The Story
Why it exists.
The beginning
Kake arrived in 2018, and the name says everything. This is cake, the idea of it, the memory of it, the specific joy of birthday candles and second helpings. Perfumer Jarekhye Covarrubias built the composition around coconut cream and marzipan, two notes that carry dessert in their DNA. Not metaphorical dessert. Not "inspired by." The real thing, wearable.

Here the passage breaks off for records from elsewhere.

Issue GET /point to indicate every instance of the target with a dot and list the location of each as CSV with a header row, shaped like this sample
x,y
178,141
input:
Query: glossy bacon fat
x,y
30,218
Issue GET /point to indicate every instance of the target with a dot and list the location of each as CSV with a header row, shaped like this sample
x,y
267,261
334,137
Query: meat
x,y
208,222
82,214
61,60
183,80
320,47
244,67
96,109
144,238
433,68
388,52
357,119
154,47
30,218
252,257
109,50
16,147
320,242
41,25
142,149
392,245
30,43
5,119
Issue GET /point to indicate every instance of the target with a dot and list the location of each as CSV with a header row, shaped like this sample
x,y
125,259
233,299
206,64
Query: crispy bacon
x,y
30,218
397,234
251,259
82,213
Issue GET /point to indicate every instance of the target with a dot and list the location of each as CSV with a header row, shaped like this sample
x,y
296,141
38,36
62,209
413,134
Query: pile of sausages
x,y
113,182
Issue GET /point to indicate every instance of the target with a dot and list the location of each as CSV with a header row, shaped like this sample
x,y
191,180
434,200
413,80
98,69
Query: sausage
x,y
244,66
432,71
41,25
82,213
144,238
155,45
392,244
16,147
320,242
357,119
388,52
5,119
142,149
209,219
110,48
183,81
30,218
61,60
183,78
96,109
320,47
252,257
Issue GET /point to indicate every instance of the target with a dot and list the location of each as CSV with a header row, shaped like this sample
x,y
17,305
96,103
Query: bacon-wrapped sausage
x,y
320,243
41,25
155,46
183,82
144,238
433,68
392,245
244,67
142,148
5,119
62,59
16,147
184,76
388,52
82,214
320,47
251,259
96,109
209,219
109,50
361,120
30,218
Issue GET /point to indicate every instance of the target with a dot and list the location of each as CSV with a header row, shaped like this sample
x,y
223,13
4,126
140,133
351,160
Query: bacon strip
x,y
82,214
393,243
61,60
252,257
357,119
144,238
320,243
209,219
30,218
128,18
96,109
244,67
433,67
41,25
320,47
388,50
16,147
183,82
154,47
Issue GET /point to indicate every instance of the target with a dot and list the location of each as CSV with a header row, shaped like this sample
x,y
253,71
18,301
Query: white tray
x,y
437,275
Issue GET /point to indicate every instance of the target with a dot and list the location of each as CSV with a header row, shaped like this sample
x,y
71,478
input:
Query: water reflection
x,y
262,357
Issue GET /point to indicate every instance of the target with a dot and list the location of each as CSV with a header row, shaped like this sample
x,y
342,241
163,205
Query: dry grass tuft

What makes Kake work is restraint within abundance. The lactonic notes give the coconut a cold, almost realistic creaminess, the kind that reads as actual coconut, not coconut-scented air freshener. Marzipan keeps it honest. Almond paste is not sweet in a generic way. It's sweet with character, with a slight bitter edge that stops the whole thing from becoming frosting in a bottle. Buttercream and cupcake notes fill the middle without overwhelming. This is the difference between a niche gourmand that smells like a perfumer's interpretation of dessert and one that smells like you walked into a bakery.
The evolution
The opening five minutes are coconut cream and frosting, cold, sweet, immediate. Marzipan announces itself within the first half hour, shifting the sweetness from "frosting on top" to something deeper, nuttier. The cupcake accord appears gradually, bready warmth under the cream. From 30 minutes to 2-4 hours, Kake settles into its buttercream heart. Coconut recedes but doesn't disappear. Marzipan persists. The final drydown is butter and cream merged into something warm and close to skin. On fabric, it lingers overnight, the sweet ghost of a dessert table after the party's over.
Cultural impact
The edible fragrance movement has roots in the late 20th century, but the 2010s saw a particular surge in demand for hyper-realistic food scents. Kake arrives in 2018 within this tradition, drawing on the cultural comfort of baking and dessert imagery that permeates social media. Coconut cream and frosting combinations recall nostalgic baking sessions and home kitchens, while the "cake" naming convention connects to a lineage of Ganache Parfums releases that treat sweetness as honest rather than juvenile. In a market that increasingly values personal comfort scents post-pandemic, Kake's edible warmth speaks to a broader cultural turn toward sensory reassurance and familiar indulgence.